2005 OPEN FORUM Abstracts
In-Hospital Transport USING THE VIASYS AVEA IN A Critically ill Patient With Severe ARDS.
Kevin Jacques, RRT, John Salyer RRT, Respiratory Care Department, Jerry Zimmerman, MD. Pediatric Critical Care Service Children's Hospital and Regional Medical Center, University of Washington, Seattle WA.
Introduction: Intra-hospital transport of the critically ill can be very challenging. In many cases, patients are manually ventilated during these short transports. We describe a case where hand ventilation was deemed unacceptable and the critical care ventilator was used as a transport ventilator to take a very ill patient to interventional radiology.
Case Study: A 10 year old, 37 kg male with a closed head injury developed severe ARDS. Upon admission, HFOV with a Sensormedic 3100A failed due to SpO2 < 70%. Conventional ventilation was initiated using ARDSNET lung-protective strategies to minimize ventilator induced lung injury (VILI). Ventilator = Viasys Avea, mode = PRVC-SIMV, FIO2 from 0.90 to 1.00, f = 20/m, VT = 6 mL/ kg, PEEP = 12 cmH20. Inhaled nitric oxide (INO) at 10 ppm was started because of profound oxygenation failure. Neuromuscular blockade was necessary to maintain SpO2 > 87%. Permissive hypercapnea was used, to minimize the risk of further VILI. Over the next 10 days modest stabilization was achieved. On day ten, pneumothorax developed, requiring two chest tubes. In light of the patient's modest stabilization and in an attempt to minimize further lung injury, HFOV was tried again, this time with a Sensormedic 3100B. FIO2 = 0.90 to 1.00, MAP = 24 cmH20, Hz = 6, Amp = 80 cmH20. Following the transition to HFOV, ABG's were basically unchanged from conventional ventilation: pH = 7.33, PaCO2 = 99 mmHg, PaO2 = 60 mmHg, NaHCO3 = 53, BE = 28. Later that day, swelling of the right leg prompted ultrasonography which revealed a large deep-vein thrombosis. The decision was made to transport the patient to the Interventional Radiology (IR) laboratory, for placement of a filter above the thrombosis to prevent embolization to the lungs. Because the oscillator had no battery capability and to maintain ventilation according to the ARDSNET protocol during transport, the patient was changed back to AVEA on FIO2 0.90 to 1.00, SIMV with f = 20/min, VT = 6 mL/kg, PEEP = 12 cmH20. ABG pH = 7.38, PaCO2 = 91 mmHg, PO2 = 61 mmHg, NaHCO3 = 54 mEq/L, BE = 29. Using the AVEA on battery power with self-contained gas source, we transported the patient to IR, without interrupting or changing ventilation, while still on INO without any episodes of cardiovascular compromise and no apparent increase in VILI. Eight days after this transport, the patient remained on essentially the same ventilator settings, except that the FIO2 had â to @ 0.80 and PaCO2 had â @ 75 mmHg. Pt was successfully extubated on the 39th day after injury.
Discussion: It is well known that manual ventilation during intrahospital transport leads to derangement in blood gases (Respir Care 1992 Jul;37(7):775-93) and that manual ventilation can leads to inconsistent ventilation in infants and children (Respir Care 1999;44:1252 & Respir Care 1999;44:1253).

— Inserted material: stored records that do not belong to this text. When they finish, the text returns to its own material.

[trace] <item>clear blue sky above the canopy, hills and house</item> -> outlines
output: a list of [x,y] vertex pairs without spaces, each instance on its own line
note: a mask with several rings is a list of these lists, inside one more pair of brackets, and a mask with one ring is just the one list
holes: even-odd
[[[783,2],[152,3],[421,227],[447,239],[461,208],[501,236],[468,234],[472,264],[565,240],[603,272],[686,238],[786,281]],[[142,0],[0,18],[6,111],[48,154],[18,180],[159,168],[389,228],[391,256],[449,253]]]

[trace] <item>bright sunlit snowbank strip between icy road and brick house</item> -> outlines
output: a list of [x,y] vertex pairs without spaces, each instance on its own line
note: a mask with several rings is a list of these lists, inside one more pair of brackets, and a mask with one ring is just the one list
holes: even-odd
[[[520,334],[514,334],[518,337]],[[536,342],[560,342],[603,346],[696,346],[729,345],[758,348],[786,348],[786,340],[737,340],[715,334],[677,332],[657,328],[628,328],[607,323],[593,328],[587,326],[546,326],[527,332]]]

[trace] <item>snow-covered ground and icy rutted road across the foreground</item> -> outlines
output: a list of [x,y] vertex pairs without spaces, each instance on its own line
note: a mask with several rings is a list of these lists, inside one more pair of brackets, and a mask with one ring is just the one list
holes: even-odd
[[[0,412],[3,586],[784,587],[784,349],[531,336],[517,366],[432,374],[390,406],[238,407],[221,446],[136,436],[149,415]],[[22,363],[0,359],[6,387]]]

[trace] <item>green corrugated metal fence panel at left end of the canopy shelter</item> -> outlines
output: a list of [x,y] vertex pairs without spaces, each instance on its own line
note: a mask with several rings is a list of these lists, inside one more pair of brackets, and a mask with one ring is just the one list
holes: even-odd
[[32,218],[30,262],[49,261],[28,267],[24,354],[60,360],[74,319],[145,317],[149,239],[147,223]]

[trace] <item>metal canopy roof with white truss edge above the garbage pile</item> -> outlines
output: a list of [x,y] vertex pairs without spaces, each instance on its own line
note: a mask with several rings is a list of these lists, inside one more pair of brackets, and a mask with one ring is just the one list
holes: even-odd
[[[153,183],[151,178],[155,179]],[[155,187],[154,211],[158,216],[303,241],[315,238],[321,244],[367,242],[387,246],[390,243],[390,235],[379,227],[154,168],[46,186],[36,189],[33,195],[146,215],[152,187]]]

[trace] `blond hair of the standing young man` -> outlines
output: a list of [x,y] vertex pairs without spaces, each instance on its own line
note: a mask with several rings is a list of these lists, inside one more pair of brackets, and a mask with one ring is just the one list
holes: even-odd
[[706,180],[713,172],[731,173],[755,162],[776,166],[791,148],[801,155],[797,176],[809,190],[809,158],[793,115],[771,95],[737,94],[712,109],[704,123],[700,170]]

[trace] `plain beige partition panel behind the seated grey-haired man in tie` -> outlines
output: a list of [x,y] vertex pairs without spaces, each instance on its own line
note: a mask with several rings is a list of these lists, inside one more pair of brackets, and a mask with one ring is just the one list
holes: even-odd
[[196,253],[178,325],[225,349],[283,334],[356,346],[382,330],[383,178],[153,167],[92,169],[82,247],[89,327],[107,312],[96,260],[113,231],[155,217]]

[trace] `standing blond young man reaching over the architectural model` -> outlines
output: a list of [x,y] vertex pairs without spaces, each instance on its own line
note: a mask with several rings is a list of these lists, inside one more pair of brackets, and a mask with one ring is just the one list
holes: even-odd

This patient's critical condition and profound VILI made us very concerned about the changes in ventilation that would be associated with hand bagging, especially over-inflation. By using a state of the art critical care ventilator (Viasys Avea) to ensure uninterrupted and consistent ventilation and implementing best practice as per the ARDSNET protocol, we were able to provide a safe transport and minimize the risk further VILI during an extremely risky transport. The Avea is equipped with an internal battery rated at 30 minutes, but may last a shorter time when the compressor is operating. We provided a 50 psi oxygen source for the ventilator with an E-cylinder. This gave us sufficient battery life and oxygen supply for the short transport to our imaging department, which takes 5-10 minutes to move the patient there and get hooked up to wall power and gas. Anticipated time of transport must be carefully considered before transporting a critical patient away from an ICU using the technology we describe.